Il faut agir à d'autres niveaux : former les publics professionnels,
par exemple. Un des axes de la fondation Conscience soufie est la
médiation sociale : tout corps professionnel, y compris les
journalistes, doit être sensibilisé à un discours différent sur
l'islam. D’ailleurs, le milieu médiatique français bouge dans le
bon sens, et beaucoup de journalistes me disent attendre un autre
discours sur l’islam que celui que la plupart des politiques nous
assènent ! Je donne personnellement des cours en ce sens à des
cadres pénitentiaires, et cela va être bientôt fait au nom de la
fondation. Celle-ci va également afficher un programme de séminaires
d’éveil à la spiritualité, destiné aux jeunes, aux adolescents,
notamment des quartiers difficiles, qui en ont bien besoin. Plusieurs
partenariats avec des institutions sont en voie d’être finalisés.

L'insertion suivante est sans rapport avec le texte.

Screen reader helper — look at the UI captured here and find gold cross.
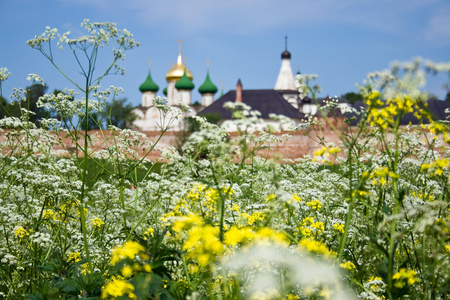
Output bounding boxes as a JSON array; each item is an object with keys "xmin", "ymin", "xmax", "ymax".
[{"xmin": 177, "ymin": 36, "xmax": 184, "ymax": 53}]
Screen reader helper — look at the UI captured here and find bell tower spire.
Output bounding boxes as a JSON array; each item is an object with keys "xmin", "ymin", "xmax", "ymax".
[{"xmin": 275, "ymin": 36, "xmax": 297, "ymax": 91}]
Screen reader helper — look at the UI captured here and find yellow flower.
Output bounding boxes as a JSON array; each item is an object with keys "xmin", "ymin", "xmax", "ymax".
[
  {"xmin": 102, "ymin": 278, "xmax": 136, "ymax": 299},
  {"xmin": 14, "ymin": 226, "xmax": 30, "ymax": 241},
  {"xmin": 120, "ymin": 265, "xmax": 133, "ymax": 278},
  {"xmin": 67, "ymin": 252, "xmax": 81, "ymax": 263},
  {"xmin": 111, "ymin": 241, "xmax": 145, "ymax": 266},
  {"xmin": 306, "ymin": 200, "xmax": 322, "ymax": 211},
  {"xmin": 143, "ymin": 227, "xmax": 155, "ymax": 240},
  {"xmin": 42, "ymin": 209, "xmax": 56, "ymax": 221},
  {"xmin": 91, "ymin": 218, "xmax": 105, "ymax": 228},
  {"xmin": 224, "ymin": 226, "xmax": 254, "ymax": 246},
  {"xmin": 339, "ymin": 261, "xmax": 356, "ymax": 271},
  {"xmin": 392, "ymin": 268, "xmax": 420, "ymax": 289},
  {"xmin": 299, "ymin": 238, "xmax": 336, "ymax": 257},
  {"xmin": 333, "ymin": 223, "xmax": 344, "ymax": 233},
  {"xmin": 81, "ymin": 262, "xmax": 92, "ymax": 276}
]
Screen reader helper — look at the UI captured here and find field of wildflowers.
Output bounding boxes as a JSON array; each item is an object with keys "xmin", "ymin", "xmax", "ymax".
[{"xmin": 0, "ymin": 21, "xmax": 450, "ymax": 299}]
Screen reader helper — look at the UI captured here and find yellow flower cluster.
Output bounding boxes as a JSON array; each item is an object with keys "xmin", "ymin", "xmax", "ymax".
[
  {"xmin": 370, "ymin": 166, "xmax": 400, "ymax": 186},
  {"xmin": 172, "ymin": 214, "xmax": 223, "ymax": 267},
  {"xmin": 183, "ymin": 225, "xmax": 223, "ymax": 267},
  {"xmin": 299, "ymin": 217, "xmax": 325, "ymax": 237},
  {"xmin": 101, "ymin": 278, "xmax": 136, "ymax": 299},
  {"xmin": 143, "ymin": 227, "xmax": 155, "ymax": 240},
  {"xmin": 42, "ymin": 209, "xmax": 56, "ymax": 221},
  {"xmin": 67, "ymin": 252, "xmax": 81, "ymax": 263},
  {"xmin": 339, "ymin": 261, "xmax": 356, "ymax": 271},
  {"xmin": 241, "ymin": 211, "xmax": 264, "ymax": 225},
  {"xmin": 364, "ymin": 276, "xmax": 386, "ymax": 299},
  {"xmin": 81, "ymin": 262, "xmax": 92, "ymax": 276},
  {"xmin": 111, "ymin": 241, "xmax": 145, "ymax": 266},
  {"xmin": 392, "ymin": 268, "xmax": 420, "ymax": 289},
  {"xmin": 91, "ymin": 218, "xmax": 105, "ymax": 228},
  {"xmin": 420, "ymin": 158, "xmax": 450, "ymax": 177},
  {"xmin": 411, "ymin": 191, "xmax": 435, "ymax": 202},
  {"xmin": 161, "ymin": 183, "xmax": 234, "ymax": 225},
  {"xmin": 299, "ymin": 238, "xmax": 336, "ymax": 258},
  {"xmin": 313, "ymin": 146, "xmax": 341, "ymax": 165},
  {"xmin": 14, "ymin": 227, "xmax": 30, "ymax": 242},
  {"xmin": 366, "ymin": 91, "xmax": 431, "ymax": 129},
  {"xmin": 306, "ymin": 200, "xmax": 322, "ymax": 211},
  {"xmin": 333, "ymin": 223, "xmax": 344, "ymax": 233}
]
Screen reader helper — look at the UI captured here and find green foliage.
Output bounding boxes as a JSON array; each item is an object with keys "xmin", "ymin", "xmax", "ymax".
[
  {"xmin": 0, "ymin": 21, "xmax": 450, "ymax": 299},
  {"xmin": 102, "ymin": 98, "xmax": 137, "ymax": 129},
  {"xmin": 341, "ymin": 92, "xmax": 364, "ymax": 104},
  {"xmin": 0, "ymin": 83, "xmax": 50, "ymax": 126}
]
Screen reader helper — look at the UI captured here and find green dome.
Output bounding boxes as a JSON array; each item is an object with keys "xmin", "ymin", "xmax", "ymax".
[
  {"xmin": 198, "ymin": 72, "xmax": 217, "ymax": 94},
  {"xmin": 139, "ymin": 71, "xmax": 159, "ymax": 92},
  {"xmin": 175, "ymin": 70, "xmax": 195, "ymax": 90}
]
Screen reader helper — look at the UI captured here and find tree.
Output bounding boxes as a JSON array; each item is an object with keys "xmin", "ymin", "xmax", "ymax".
[
  {"xmin": 101, "ymin": 98, "xmax": 137, "ymax": 128},
  {"xmin": 341, "ymin": 92, "xmax": 364, "ymax": 104},
  {"xmin": 0, "ymin": 83, "xmax": 49, "ymax": 125}
]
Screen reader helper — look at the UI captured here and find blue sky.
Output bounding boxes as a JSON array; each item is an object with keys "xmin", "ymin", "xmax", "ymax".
[{"xmin": 0, "ymin": 0, "xmax": 450, "ymax": 105}]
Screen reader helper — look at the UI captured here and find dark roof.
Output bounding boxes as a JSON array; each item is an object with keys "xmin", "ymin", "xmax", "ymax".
[
  {"xmin": 200, "ymin": 90, "xmax": 305, "ymax": 119},
  {"xmin": 281, "ymin": 50, "xmax": 291, "ymax": 59}
]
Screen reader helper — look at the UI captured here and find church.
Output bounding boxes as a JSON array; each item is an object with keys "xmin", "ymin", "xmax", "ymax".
[{"xmin": 133, "ymin": 38, "xmax": 342, "ymax": 131}]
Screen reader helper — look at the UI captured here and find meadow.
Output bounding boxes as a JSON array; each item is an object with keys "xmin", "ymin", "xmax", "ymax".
[{"xmin": 0, "ymin": 20, "xmax": 450, "ymax": 300}]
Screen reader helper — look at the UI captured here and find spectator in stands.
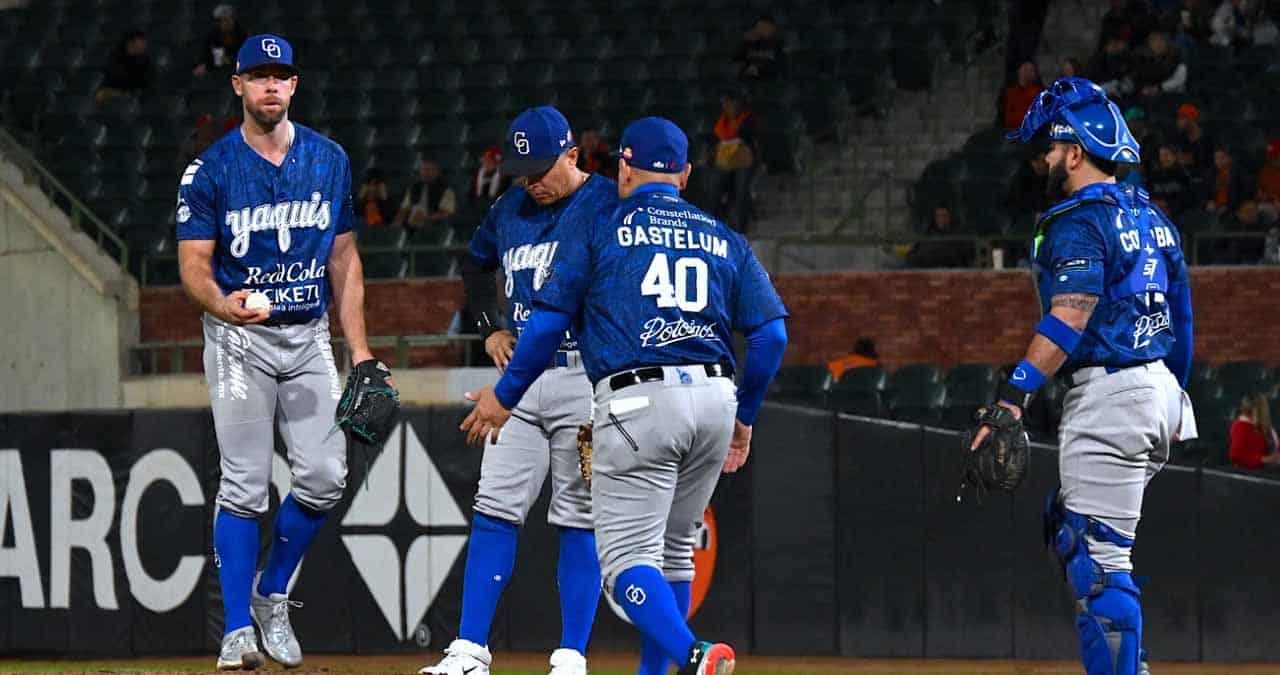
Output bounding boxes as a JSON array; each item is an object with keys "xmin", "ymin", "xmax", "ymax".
[
  {"xmin": 1208, "ymin": 0, "xmax": 1249, "ymax": 47},
  {"xmin": 906, "ymin": 206, "xmax": 973, "ymax": 268},
  {"xmin": 1170, "ymin": 0, "xmax": 1213, "ymax": 49},
  {"xmin": 1176, "ymin": 104, "xmax": 1213, "ymax": 172},
  {"xmin": 1088, "ymin": 35, "xmax": 1133, "ymax": 97},
  {"xmin": 1147, "ymin": 143, "xmax": 1197, "ymax": 216},
  {"xmin": 1133, "ymin": 31, "xmax": 1187, "ymax": 99},
  {"xmin": 95, "ymin": 29, "xmax": 155, "ymax": 104},
  {"xmin": 827, "ymin": 336, "xmax": 879, "ymax": 380},
  {"xmin": 1000, "ymin": 61, "xmax": 1044, "ymax": 131},
  {"xmin": 175, "ymin": 113, "xmax": 225, "ymax": 173},
  {"xmin": 1228, "ymin": 393, "xmax": 1280, "ymax": 469},
  {"xmin": 710, "ymin": 90, "xmax": 760, "ymax": 232},
  {"xmin": 733, "ymin": 14, "xmax": 786, "ymax": 81},
  {"xmin": 577, "ymin": 128, "xmax": 618, "ymax": 178},
  {"xmin": 1057, "ymin": 56, "xmax": 1084, "ymax": 77},
  {"xmin": 1204, "ymin": 147, "xmax": 1249, "ymax": 215},
  {"xmin": 1256, "ymin": 138, "xmax": 1280, "ymax": 222},
  {"xmin": 392, "ymin": 158, "xmax": 458, "ymax": 228},
  {"xmin": 192, "ymin": 4, "xmax": 248, "ymax": 77},
  {"xmin": 470, "ymin": 146, "xmax": 511, "ymax": 205},
  {"xmin": 1005, "ymin": 149, "xmax": 1048, "ymax": 220},
  {"xmin": 356, "ymin": 167, "xmax": 392, "ymax": 227}
]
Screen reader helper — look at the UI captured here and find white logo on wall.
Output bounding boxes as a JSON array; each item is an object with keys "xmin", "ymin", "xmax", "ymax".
[
  {"xmin": 0, "ymin": 448, "xmax": 207, "ymax": 612},
  {"xmin": 342, "ymin": 424, "xmax": 467, "ymax": 644}
]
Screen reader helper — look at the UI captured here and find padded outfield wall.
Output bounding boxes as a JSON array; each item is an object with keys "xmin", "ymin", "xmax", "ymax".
[{"xmin": 0, "ymin": 403, "xmax": 1280, "ymax": 661}]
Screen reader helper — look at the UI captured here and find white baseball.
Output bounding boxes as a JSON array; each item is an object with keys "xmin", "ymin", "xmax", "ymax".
[{"xmin": 244, "ymin": 291, "xmax": 271, "ymax": 313}]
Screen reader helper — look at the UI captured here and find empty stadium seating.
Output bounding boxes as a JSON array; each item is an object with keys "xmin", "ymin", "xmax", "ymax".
[{"xmin": 0, "ymin": 0, "xmax": 977, "ymax": 281}]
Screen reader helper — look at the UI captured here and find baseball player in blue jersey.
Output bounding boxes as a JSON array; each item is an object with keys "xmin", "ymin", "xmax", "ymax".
[
  {"xmin": 970, "ymin": 78, "xmax": 1196, "ymax": 675},
  {"xmin": 421, "ymin": 106, "xmax": 618, "ymax": 675},
  {"xmin": 177, "ymin": 35, "xmax": 386, "ymax": 670},
  {"xmin": 462, "ymin": 118, "xmax": 786, "ymax": 675}
]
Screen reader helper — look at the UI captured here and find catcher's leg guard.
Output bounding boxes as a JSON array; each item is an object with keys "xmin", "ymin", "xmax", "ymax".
[{"xmin": 1046, "ymin": 500, "xmax": 1142, "ymax": 675}]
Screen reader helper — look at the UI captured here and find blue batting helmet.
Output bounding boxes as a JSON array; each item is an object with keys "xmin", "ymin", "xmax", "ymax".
[{"xmin": 1009, "ymin": 77, "xmax": 1142, "ymax": 164}]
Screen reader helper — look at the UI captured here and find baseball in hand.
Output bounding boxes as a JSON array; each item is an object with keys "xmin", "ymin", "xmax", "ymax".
[{"xmin": 244, "ymin": 291, "xmax": 271, "ymax": 314}]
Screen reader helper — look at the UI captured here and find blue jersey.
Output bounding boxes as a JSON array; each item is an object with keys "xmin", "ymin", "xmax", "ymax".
[
  {"xmin": 471, "ymin": 174, "xmax": 618, "ymax": 351},
  {"xmin": 535, "ymin": 184, "xmax": 787, "ymax": 382},
  {"xmin": 177, "ymin": 123, "xmax": 353, "ymax": 323},
  {"xmin": 1033, "ymin": 183, "xmax": 1189, "ymax": 371}
]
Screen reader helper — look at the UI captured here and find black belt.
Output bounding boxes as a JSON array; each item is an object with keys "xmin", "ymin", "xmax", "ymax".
[{"xmin": 609, "ymin": 364, "xmax": 733, "ymax": 392}]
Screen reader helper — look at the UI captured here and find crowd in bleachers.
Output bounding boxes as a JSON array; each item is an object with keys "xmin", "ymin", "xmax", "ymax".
[
  {"xmin": 0, "ymin": 0, "xmax": 980, "ymax": 283},
  {"xmin": 908, "ymin": 0, "xmax": 1280, "ymax": 266}
]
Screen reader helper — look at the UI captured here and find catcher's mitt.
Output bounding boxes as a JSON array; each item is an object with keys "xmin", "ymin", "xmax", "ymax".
[
  {"xmin": 577, "ymin": 423, "xmax": 593, "ymax": 485},
  {"xmin": 960, "ymin": 403, "xmax": 1030, "ymax": 500},
  {"xmin": 334, "ymin": 359, "xmax": 399, "ymax": 446}
]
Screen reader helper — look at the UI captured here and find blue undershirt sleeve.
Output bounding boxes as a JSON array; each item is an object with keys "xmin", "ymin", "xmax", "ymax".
[
  {"xmin": 737, "ymin": 318, "xmax": 787, "ymax": 427},
  {"xmin": 493, "ymin": 306, "xmax": 572, "ymax": 410}
]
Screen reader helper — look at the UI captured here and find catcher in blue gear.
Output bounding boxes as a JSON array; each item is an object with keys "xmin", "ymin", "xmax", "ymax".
[{"xmin": 964, "ymin": 78, "xmax": 1196, "ymax": 675}]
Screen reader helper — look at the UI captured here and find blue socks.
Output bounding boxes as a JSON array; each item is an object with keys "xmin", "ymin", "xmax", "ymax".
[
  {"xmin": 613, "ymin": 565, "xmax": 698, "ymax": 663},
  {"xmin": 458, "ymin": 514, "xmax": 516, "ymax": 644},
  {"xmin": 636, "ymin": 581, "xmax": 694, "ymax": 675},
  {"xmin": 214, "ymin": 508, "xmax": 257, "ymax": 635},
  {"xmin": 556, "ymin": 528, "xmax": 600, "ymax": 655},
  {"xmin": 257, "ymin": 493, "xmax": 325, "ymax": 597}
]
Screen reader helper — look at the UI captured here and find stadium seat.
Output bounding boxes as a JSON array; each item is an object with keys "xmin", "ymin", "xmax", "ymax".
[
  {"xmin": 769, "ymin": 365, "xmax": 831, "ymax": 405},
  {"xmin": 890, "ymin": 382, "xmax": 946, "ymax": 424}
]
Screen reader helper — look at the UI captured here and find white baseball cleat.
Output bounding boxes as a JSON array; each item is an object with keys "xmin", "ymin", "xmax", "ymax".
[
  {"xmin": 419, "ymin": 638, "xmax": 493, "ymax": 675},
  {"xmin": 218, "ymin": 626, "xmax": 266, "ymax": 670},
  {"xmin": 248, "ymin": 579, "xmax": 302, "ymax": 669},
  {"xmin": 548, "ymin": 647, "xmax": 586, "ymax": 675}
]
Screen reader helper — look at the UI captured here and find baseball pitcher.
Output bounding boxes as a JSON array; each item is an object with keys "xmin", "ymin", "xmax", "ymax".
[
  {"xmin": 462, "ymin": 118, "xmax": 786, "ymax": 675},
  {"xmin": 421, "ymin": 106, "xmax": 618, "ymax": 675},
  {"xmin": 177, "ymin": 35, "xmax": 389, "ymax": 670},
  {"xmin": 968, "ymin": 77, "xmax": 1196, "ymax": 675}
]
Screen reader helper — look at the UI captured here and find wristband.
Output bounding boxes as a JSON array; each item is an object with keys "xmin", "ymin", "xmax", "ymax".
[
  {"xmin": 1034, "ymin": 314, "xmax": 1080, "ymax": 356},
  {"xmin": 996, "ymin": 359, "xmax": 1046, "ymax": 412}
]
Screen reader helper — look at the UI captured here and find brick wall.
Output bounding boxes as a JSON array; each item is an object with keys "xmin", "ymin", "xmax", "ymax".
[{"xmin": 141, "ymin": 268, "xmax": 1280, "ymax": 368}]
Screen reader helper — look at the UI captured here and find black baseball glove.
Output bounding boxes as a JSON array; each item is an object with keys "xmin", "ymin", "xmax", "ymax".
[
  {"xmin": 960, "ymin": 403, "xmax": 1030, "ymax": 500},
  {"xmin": 334, "ymin": 359, "xmax": 399, "ymax": 446}
]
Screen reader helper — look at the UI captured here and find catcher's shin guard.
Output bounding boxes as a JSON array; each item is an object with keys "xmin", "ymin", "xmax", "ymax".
[{"xmin": 1046, "ymin": 500, "xmax": 1142, "ymax": 675}]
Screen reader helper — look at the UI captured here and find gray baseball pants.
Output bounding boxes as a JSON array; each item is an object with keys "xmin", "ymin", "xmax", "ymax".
[
  {"xmin": 591, "ymin": 365, "xmax": 737, "ymax": 597},
  {"xmin": 1059, "ymin": 361, "xmax": 1196, "ymax": 571},
  {"xmin": 202, "ymin": 314, "xmax": 347, "ymax": 517},
  {"xmin": 475, "ymin": 352, "xmax": 591, "ymax": 529}
]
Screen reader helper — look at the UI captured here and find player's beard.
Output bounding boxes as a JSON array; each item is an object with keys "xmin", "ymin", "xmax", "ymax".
[
  {"xmin": 244, "ymin": 101, "xmax": 289, "ymax": 131},
  {"xmin": 1044, "ymin": 159, "xmax": 1066, "ymax": 202}
]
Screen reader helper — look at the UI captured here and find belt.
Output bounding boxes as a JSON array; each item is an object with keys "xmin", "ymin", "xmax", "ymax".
[
  {"xmin": 547, "ymin": 351, "xmax": 582, "ymax": 368},
  {"xmin": 1066, "ymin": 361, "xmax": 1155, "ymax": 387},
  {"xmin": 609, "ymin": 364, "xmax": 733, "ymax": 392}
]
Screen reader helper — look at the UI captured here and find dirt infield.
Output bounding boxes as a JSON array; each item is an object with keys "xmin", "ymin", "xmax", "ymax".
[{"xmin": 0, "ymin": 653, "xmax": 1280, "ymax": 675}]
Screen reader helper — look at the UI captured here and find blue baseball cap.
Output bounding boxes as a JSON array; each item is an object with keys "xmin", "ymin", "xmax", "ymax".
[
  {"xmin": 236, "ymin": 33, "xmax": 298, "ymax": 74},
  {"xmin": 502, "ymin": 105, "xmax": 573, "ymax": 175},
  {"xmin": 613, "ymin": 117, "xmax": 689, "ymax": 173}
]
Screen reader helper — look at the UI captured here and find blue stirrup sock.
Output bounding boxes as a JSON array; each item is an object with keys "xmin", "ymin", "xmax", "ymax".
[
  {"xmin": 214, "ymin": 508, "xmax": 257, "ymax": 635},
  {"xmin": 636, "ymin": 581, "xmax": 694, "ymax": 675},
  {"xmin": 613, "ymin": 565, "xmax": 698, "ymax": 663},
  {"xmin": 556, "ymin": 528, "xmax": 600, "ymax": 655},
  {"xmin": 458, "ymin": 512, "xmax": 517, "ymax": 644},
  {"xmin": 257, "ymin": 493, "xmax": 326, "ymax": 597}
]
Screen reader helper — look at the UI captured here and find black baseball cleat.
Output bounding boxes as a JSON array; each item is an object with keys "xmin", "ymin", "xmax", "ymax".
[{"xmin": 676, "ymin": 642, "xmax": 735, "ymax": 675}]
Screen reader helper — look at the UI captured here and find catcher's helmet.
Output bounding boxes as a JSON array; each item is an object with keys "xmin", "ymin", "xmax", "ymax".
[{"xmin": 1009, "ymin": 77, "xmax": 1142, "ymax": 164}]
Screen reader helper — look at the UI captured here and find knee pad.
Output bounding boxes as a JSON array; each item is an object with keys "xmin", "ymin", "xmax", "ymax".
[
  {"xmin": 1044, "ymin": 500, "xmax": 1142, "ymax": 675},
  {"xmin": 1075, "ymin": 581, "xmax": 1142, "ymax": 675}
]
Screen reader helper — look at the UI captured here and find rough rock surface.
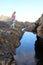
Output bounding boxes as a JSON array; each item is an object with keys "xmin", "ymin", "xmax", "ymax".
[{"xmin": 0, "ymin": 22, "xmax": 23, "ymax": 65}]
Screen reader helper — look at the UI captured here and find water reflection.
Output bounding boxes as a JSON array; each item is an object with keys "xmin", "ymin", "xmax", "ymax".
[{"xmin": 15, "ymin": 32, "xmax": 36, "ymax": 65}]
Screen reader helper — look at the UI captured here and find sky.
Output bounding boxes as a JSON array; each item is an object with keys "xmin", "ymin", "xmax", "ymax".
[{"xmin": 0, "ymin": 0, "xmax": 43, "ymax": 22}]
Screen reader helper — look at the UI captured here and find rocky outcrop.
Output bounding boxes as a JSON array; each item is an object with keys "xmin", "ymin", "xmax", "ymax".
[{"xmin": 0, "ymin": 27, "xmax": 23, "ymax": 65}]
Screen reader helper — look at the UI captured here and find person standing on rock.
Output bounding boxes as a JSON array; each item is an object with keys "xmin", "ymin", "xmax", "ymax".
[{"xmin": 11, "ymin": 11, "xmax": 16, "ymax": 29}]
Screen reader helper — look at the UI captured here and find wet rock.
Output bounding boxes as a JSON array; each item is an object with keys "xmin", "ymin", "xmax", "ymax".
[{"xmin": 37, "ymin": 23, "xmax": 43, "ymax": 38}]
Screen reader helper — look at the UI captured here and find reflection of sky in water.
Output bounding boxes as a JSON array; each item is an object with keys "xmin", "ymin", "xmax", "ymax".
[{"xmin": 15, "ymin": 32, "xmax": 36, "ymax": 65}]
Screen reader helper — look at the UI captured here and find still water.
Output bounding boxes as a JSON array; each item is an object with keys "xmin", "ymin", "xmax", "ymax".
[{"xmin": 15, "ymin": 32, "xmax": 37, "ymax": 65}]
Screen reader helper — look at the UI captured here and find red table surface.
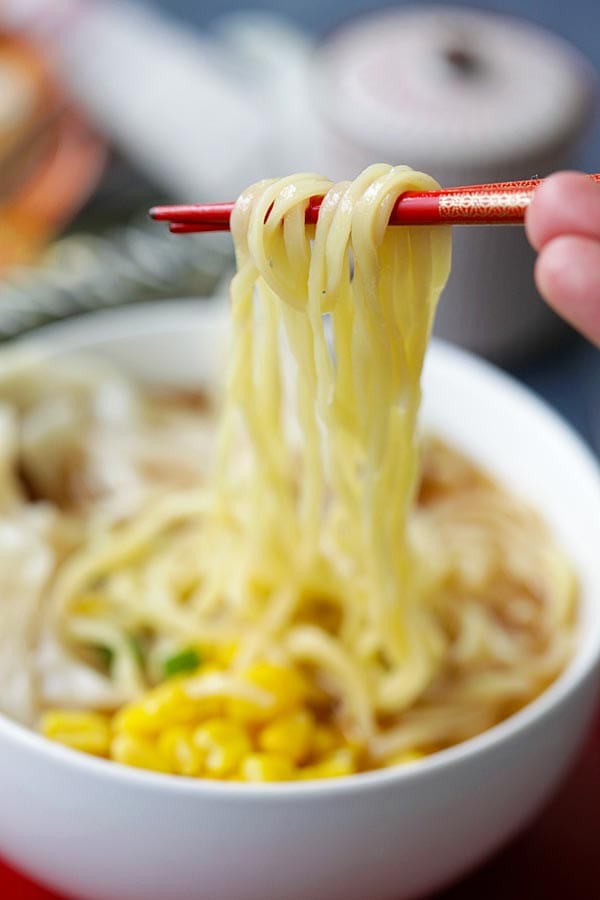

Un premier séminaire aura lieu à Paris le week-end des 15 et 16
octobre, il visera d’abord à déconstruire les préjugés que les
uns et les autres nourrissent très souvent sur le soufisme. Tout
cela est sur notre site et notre page Facebook.
Éric
Geoffroy, une quête spirituelle plurielle
Né
en 1956 à Belfort, Éric Geoffroy a reçu une éducation chrétienne
catholique. Adolescent, il a «fait partie d'un groupe de rock»,
confie-t-il, comme beaucoup de jeunes. À l'âge de 22 ans, au cours
d'un séjour en Afrique, il contracte une contamination parasitaire
intestinale l’ayant profondément affecté. En langue arabe,
explique-t-il, « le terme est le même pour désigner le ventre ou
les intestins et l’intériorité, la voie ésotérique ». Il a
donc compris qu’il lui fallait passer du voyage extérieur,
horizontal, au voyage intérieur, vertical. Guéri, Éric Geoffroy a
pratiqué plusieurs voies spirituelles, dont le bouddhisme zen, et a
lu l’œuvre du métaphysicien René Guénon, lui-même devenu
soufi. C'est dans un centre bouddhiste tibétain (en France) qu'il a
«redécouvert Jésus», qui lui manquait dans le bouddhisme, mais
qui est « tellement présent en islam », ainsi que Marie. La
métaphysique de l'islam, « son principe de non-dualité et
d'unicité », l'ont conquis. Il a poursuivi son apprentissage au
Caire avant son retour en France où il enseigne l'islamologie et le
soufisme, à l'Université de Strasbourg et ailleurs. Il est
aujourd'hui l'auteur d'ouvrages dont certains ont été traduits dans
différentes langues. Membre de groupes de recherche internationaux,
il est régulièrement sollicité à propos de l'islam et du
soufisme. Il mène des conférences en Europe, dans le monde arabe,
en Afrique, en Asie et aux États-Unis.